After years of spending cuts and annual state budget deficits larger than the entire budgets of some states, last week the independent California Legislative Analyst’s Office projected a deficit for next year of $1.9 billion — down from $25 billion at one point — and said California might post a $1 billion surplus in 2014. That was due in no small part to voter approval of Proposition 30, promoted by Gov. Jerry Brown to raise taxes temporarily to avoid up to $6 billion in education cuts.
“The state’s economic recovery, prior budget cuts and the additional, temporary taxes provided by Proposition 30 have combined to bring California to a promising moment: the possible end of a decade of acute state budget challenges," the report said. “Our economic and budgetary forecast indicates that California’s leaders face a dramatically smaller budget problem in 2013-14."
And 38 percent of Californians say the state is heading in the right direction, according to a survey this month by USC Dornsife/Los Angeles Times. For most places, that figure would seem dismal. But it is double what it was 13 months ago.
California still faces major problems. The economic recovery is hardly uniform. Central California and the Inland Empire — the suburban sprawl east of Los Angeles — continue to stagger under the collapse of the construction market, and some economists wonder if they will ever join the coastal cities on the prosperity train. Cities, most recently San Bernardino, are facing bankruptcy, and public employee pension costs loom as a major threat to the state budget and those of many municipalities, including Los Angeles.
A federal report this month said that by some measures, California has the worst poverty in the nation.

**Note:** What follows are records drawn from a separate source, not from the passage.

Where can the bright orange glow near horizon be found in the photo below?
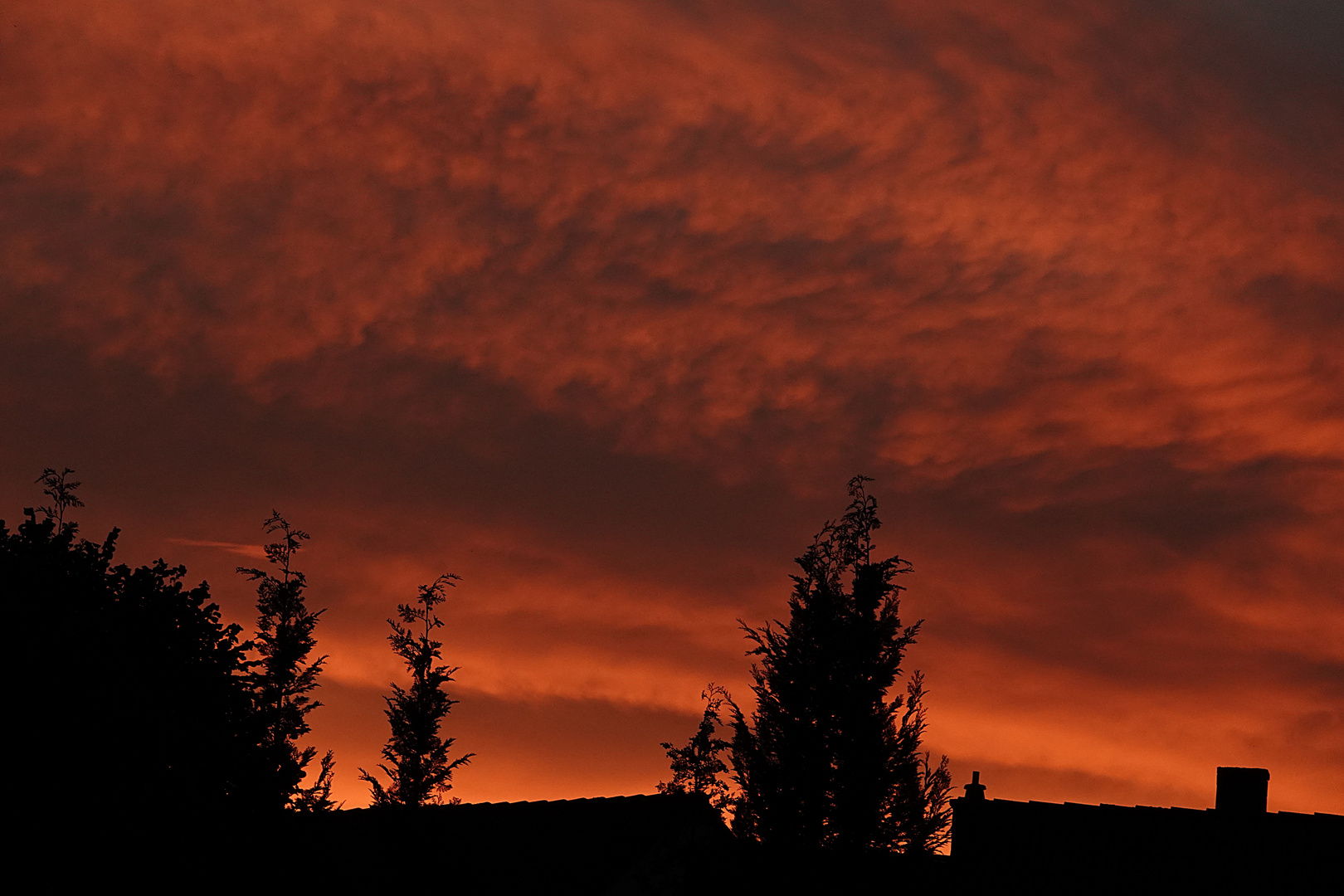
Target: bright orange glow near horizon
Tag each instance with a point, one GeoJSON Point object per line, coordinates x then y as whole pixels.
{"type": "Point", "coordinates": [598, 304]}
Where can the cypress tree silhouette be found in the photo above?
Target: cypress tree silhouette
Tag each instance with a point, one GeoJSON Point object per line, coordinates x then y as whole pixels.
{"type": "Point", "coordinates": [285, 677]}
{"type": "Point", "coordinates": [420, 770]}
{"type": "Point", "coordinates": [828, 759]}
{"type": "Point", "coordinates": [698, 767]}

Still, the fear among many Californians that the bottom had fallen out appears to be fading. Economists said they were spotting many signs of incipient growth, including a surge in rental costs in the Bay Area, which suggests an influx of people looking for jobs.
“I think the state is turning a corner," said Enrico Moretti, a professor of economics at the University of California, Berkley. He said the recovery was creating regional lines of economic demarcation — “We are going to see a more and more polarized state," he said — but that overall, California was emerging from the recession.
Richard Green, the director of the Lusk Center for Real Estate at the University of Southern California, said the foreclosure storm was beginning to subside, and fewer foreclosed homes were flooding the market. That has meant homes are selling faster at higher prices — which means fewer homeowners under water.
“The most important thing is, if you look at job growth in California for the last 18 months or so, it’s been higher than average for the country," he said.
In one sign of a new spirit, some Californians are again promoting the idea of their state setting the cultural and policy pace for the rest of the country, a meme that, if ever true, appeared at least questionable as California endured cuts that diminished its once-great higher education system.
Rick Jacobs, the head of the Courage Campaign, a liberal advocacy group, argued that Californians, by voting to raise their taxes to pay for services, set a model Washington should follow in negotiations over how to avert the so-called fiscal cliff.
“One might argue that what happened in California will set the trend for what will happen in the country, meaning that opposition to taxing the wealthy is opposition to the future," he said.